Les cocoricos intempestifs d’un coq évoluant « dans un étroit passage, sur le côté de l’habitation des époux (…), entre deux murs dont on peut redouter qu’ils ne forment caisse de résonance », ont été considérés comme constituant un trouble anormal de voisinage. La Cour, après avoir observé dans l’un de ses attendus qu’ « à des heures matinales réservées d’ordinaire à un repos bien mérité, le volatile des époux (…) coquerique toutes les dix à vingt secondes avec une régularité, une vaillance et une persévérance qui seraient dignes d’admiration en toute autre circonstance [….] enjoint aux époux (…) de retirer leur coq du passage où il se trouve actuellement et de l’installer derrière leur habitation dans un délai de quinze jours sous astreinte de 100 F par jour de retard, les condamnant à payer aux plaignants 3 000 F à titre de dommages et intérêts. »
Les « gloussements et caquètements de poules n’ont rien d’anormal dans une petite commune rurale du Puy-de-Dôme ».
À cette occasion, on relèvera l’attendu très remarqué de ce dernier arrêt :
« Attendu que la poule est un animal anodin et stupide, au point que nul n’est encore parvenu à le dresser, pas même un cirque chinois : que son voisinage comporte beaucoup de silence, quelques tendres gloussements, et des caquètements qui vont du joyeux (ponte d’un œuf) au serein (dégustation d’un ver de terre) en passant par l’affolé (vue d’un renard) ; que ce paisible voisinage n’a jamais incommodé que ceux qui, pour d’autres motifs, nourrissent du courroux à l’égard des propriétaires de ces gallinacés ; que la cour ne jugera pas que le bateau importune le marin, la farine le boulanger, le violon le chef d’orchestre, et la poule un habitant du lieu-dit […] village de […] (402 âmes) dans le département du Puy-de-Dôme. »
Observons en passant que l’issue, heureuse ici pour le propriétaire des gallinacés en question, eut été sans doute différente s’il s’était révélé que c’était par pure malice et méchanceté gratuite que ledit propriétaire avait installé son poulailler à proximité de la fenêtre de son voisin alors qu’il disposait d’un autre poulailler qui pouvait être agrandi et utilisé sans inconvénients.
Un dépôt problématique de balles enrubannées a pu être reconnu avoir causé aux voisins une « gène olfactive permanente dépassant les troubles normaux de voisinage ».

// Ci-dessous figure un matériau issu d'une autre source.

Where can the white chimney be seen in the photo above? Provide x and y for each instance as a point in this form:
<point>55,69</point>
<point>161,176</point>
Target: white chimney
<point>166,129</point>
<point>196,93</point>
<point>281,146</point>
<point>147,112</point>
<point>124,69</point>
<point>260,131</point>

Bovins en stabulation ouverte :
Le propriétaire d’une maison située à proximité se plaignait de nuisances olfactives (odeurs désagréables) créées par la présence de mouches provenant d’un bâtiment ouvert accueillant des bovins :
La cour d’appel, « attendu que ce bâtiment se trouve en plein milieu rural où il n’est pas anormal de se trouver en présence d’exploitants agricoles », « attendu que de proches voisins […] font part de leur absence de doléances particulières et même de leur entière satisfaction de résider à la campagne », « attendu qu’il a fallu que l’huissier mandaté par l’appelant fasse preuve de beaucoup d’efforts pour tenter d’accréditer les dires de ce dernier en relevant la présence de quelques points noirs censés être des déjections d’insectes mais dont les photographies prises révèlent qu’elle n’est pas significative ou bien encore en parvenant à photographier une mouche posée sur la boîte à lettres », la Cour relève donc que la démonstration effective d’un trouble anormal n’est pas faite.
Son de cloches d’un troupeau
Les voisins d’un agriculteur détenant un important troupeau de vaches munies de cloches l’avaient fait citer devant le juge de proximité pour trouble anormal de voisinage en raison de la permanence et de la répétitivité des bruits provenant du troupeau.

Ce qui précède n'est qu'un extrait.